SkP info: II, 212-13

old edition introduction edition manuscripts transcriptions concordance search files

4 — Arn Magndr 4II

edition interactive full text transcriptions old edition references concordance


Cite as: Diana Whaley (ed.) 2009, ‘Arnórr jarlaskáld Þórðarson, Magnússdrápa 4’ in Kari Ellen Gade (ed.), Poetry from the Kings’ Sagas 2: From c. 1035 to c. 1300. Skaldic Poetry of the Scandinavian Middle Ages 2. Turnhout: Brepols, pp. 212-13.

Flýði fylkir reiði
framr þjóðkonungs ramma;
stǫkk fyr auðvin okkrum
armsvells hati gellir.
Létat Nóregs njóta
nýtr þengill gram lengi;
hann rak Svein af sínum
sókndjarfr fǫðurarfi.

Framr fylkir flýði ramma reiði þjóðkonungs; {hati {armsvells}}, gellir, stǫkk fyr {auðvin okkrum}. Nýtr þengill létat gram njóta Nóregs lengi; sókndjarfr rak hann Svein af fǫðurarfi sínum.

The outstanding leader [Sveinn Álfífuson] fled the mighty fury of the nation’s king [Magnús]; {the hater {of arm-ice}} [SILVER > GENEROUS MAN], the howler, bolted from {our treasure-friend} [GENEROUS RULER = Magnús]. The worthy prince did not let the lord enjoy Norway for long; daring in attack, he drove Sveinn from his father’s legacy.

Mss: FskBˣ(53r), FskAˣ(204-205) (Fsk); Hr(4ra) (H-Hr); Flat(189va) (Flat)

Readings: [1] Flýði: ‘Fluðe’ FskAˣ, Fylldi Flat    [2] ‑konungs: konungr Hr, konung Flat    [3] fyr (‘fyrir’): frá Hr;    auðvin: ǫðrum Hr, oddvin Flat    [4] armsvells: so Hr, ‘armsnællz’ FskBˣ, ‘armsvælz’ FskAˣ, ‘arnsuelgr’ Flat;    hati: ‘hare’ FskAˣ;    gellir: hersir Flat    [5] Létat: ‘leitad’ Hr;    Nóregs: ‘nōr’ Hr, Nóreg Flat    [6] gram: gramr Hr    [7] hann: þat Hr;    Svein: so FskAˣ, Hr, sveinn FskBˣ, ‘S.’ Flat;    sínum: sínu Flat    [8] fǫður‑: so Hr, Flat, faðr FskBˣ, FskAˣ

Editions: Skj: Arnórr Þórðarson jarlaskáld, 3. Magnúsdrápa 4: AI, 339, BI, 311-12, Skald I, 158, NN §817; Fsk 1902-3, 194-5 (ch. 40), ÍF 29, 210 (ch. 47); Fms 6, 26 (Mgóð ch. 13), Fms 12, 127-8; Flat 1860-8, III, 264, Andersson and Gade 2000, 101-2, 466 (MH); Whaley 1998, 189-92.

Context: Fsk merely paraphrases the st., with minor elaboration.
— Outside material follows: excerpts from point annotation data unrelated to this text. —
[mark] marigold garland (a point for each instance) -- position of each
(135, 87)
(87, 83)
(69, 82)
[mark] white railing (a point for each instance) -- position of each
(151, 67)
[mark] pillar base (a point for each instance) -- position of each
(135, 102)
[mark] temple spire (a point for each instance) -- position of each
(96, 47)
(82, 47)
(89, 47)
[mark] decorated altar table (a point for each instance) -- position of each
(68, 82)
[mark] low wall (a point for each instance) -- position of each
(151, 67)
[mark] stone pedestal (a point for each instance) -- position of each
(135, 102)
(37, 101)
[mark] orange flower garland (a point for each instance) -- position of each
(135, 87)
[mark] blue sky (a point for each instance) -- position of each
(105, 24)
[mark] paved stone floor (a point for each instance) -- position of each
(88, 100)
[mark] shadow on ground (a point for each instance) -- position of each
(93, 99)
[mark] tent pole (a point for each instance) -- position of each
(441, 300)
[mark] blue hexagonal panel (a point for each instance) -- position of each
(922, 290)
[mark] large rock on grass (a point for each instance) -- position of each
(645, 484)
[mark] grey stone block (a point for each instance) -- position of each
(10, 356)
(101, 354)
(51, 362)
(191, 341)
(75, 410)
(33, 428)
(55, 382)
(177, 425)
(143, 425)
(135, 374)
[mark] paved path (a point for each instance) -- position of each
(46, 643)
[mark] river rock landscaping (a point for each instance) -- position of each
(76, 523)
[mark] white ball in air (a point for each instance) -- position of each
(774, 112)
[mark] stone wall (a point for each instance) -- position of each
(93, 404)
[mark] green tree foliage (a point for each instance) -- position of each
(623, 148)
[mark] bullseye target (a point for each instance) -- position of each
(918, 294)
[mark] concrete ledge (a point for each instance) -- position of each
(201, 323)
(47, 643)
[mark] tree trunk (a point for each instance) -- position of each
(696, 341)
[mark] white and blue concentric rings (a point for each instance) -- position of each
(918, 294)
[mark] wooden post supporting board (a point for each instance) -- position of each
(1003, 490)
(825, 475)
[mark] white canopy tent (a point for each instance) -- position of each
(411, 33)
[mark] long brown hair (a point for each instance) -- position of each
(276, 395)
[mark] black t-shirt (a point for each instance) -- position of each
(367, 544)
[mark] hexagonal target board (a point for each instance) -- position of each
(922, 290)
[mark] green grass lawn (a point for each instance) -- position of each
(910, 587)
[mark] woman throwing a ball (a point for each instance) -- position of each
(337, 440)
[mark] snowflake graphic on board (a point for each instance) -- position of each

H-Hr cites it as evidence that King Sveinn Álfífuson fled from Norway as soon as Magnús entered the country, while Flat emphasises the Norwegians’ eagerness to throw off Dan. rule.

Notes: [All]: H-Hr names the source poem as Magnúsardrápa. Flat eccentrically attributes the st. to ‘skule’ (Skúli). — [3] okkrum ‘our’: This dual form is secured by the skothending with stǫkk, but it is not obvious with whom Arnórr would pair himself when speaking of Magnús as his ‘treasure-friend’ (auðvin(r)), unless it is Gellir (see below). — [4] gellir ‘howler’: This is a rare and problematic word. (a) One would expect from the verbs gella and gjalla the meaning ‘screecher, howler’ for the agent noun gellir, and this indeed fits the recorded usage. It is a derogatory nickname and, in the þulur, a heiti for ‘ox’ and ‘sword’ (Þul Øxna 3/5III, Þul Sverða 1/5III). In ModIcel. gellir is an appellative meaning ‘noisy, loud-voiced man’ (hávaðamaður; so Sigfús Blöndal 1920-4). Such a word could well suggest the empty bragging of a coward, and hence be an appropriate term for Sveinn, the enemy of the hero. If this is the meaning of gellir here, it must stand in apposition to armsvells hati ‘the hater of arm-ice [SILVER > GENEROUS MAN]’. (b) Gellir is also a proper name, and, as noted in his Biography above, Arnórr reputedly composed in memory of Gellir Þorkelsson. If gellir here were taken as an address to this or another Gellir, the dual poss. pron. in auðvin okkrum (l. 3), would be explained, especially since Gellir is said to have visited Magnús Óláfsson’s court and to have received lavish gifts from him (Laxdœla saga ch. 78, ÍF 5, 227-8). However, it would be curious if the encomiastic elegy for Magnús apostrophised another individual (especially in the light of þegi seimbrotar ‘let gold-breakers be silent’, st. 1). (c) Kock (NN §817) tentatively connects gellir with MHG gelle m. ‘contender, rival’ and emends ms. hate to gen. sg. hata so that armsvells hata gellir in l. 4 can be rendered ‘the rival of the hater of arm-ice [SILVER > GENEROUS MAN = Magnús > Sveinn]’. But on several counts this is unconvincing: (i) There is no evidence for ON gellir in this sense; (ii) MHG gelle is a weak noun, to which ON *gelli, not gellir, would be cognate (though Kock, in answer to this difficulty, cited ON doublets such as endi/endir and vísir/vísi); (iii) Gelle and its OHG counterpart are rare in German; (iv) the interpretation requires the slight emendation of ms. ‘hate’ to hata.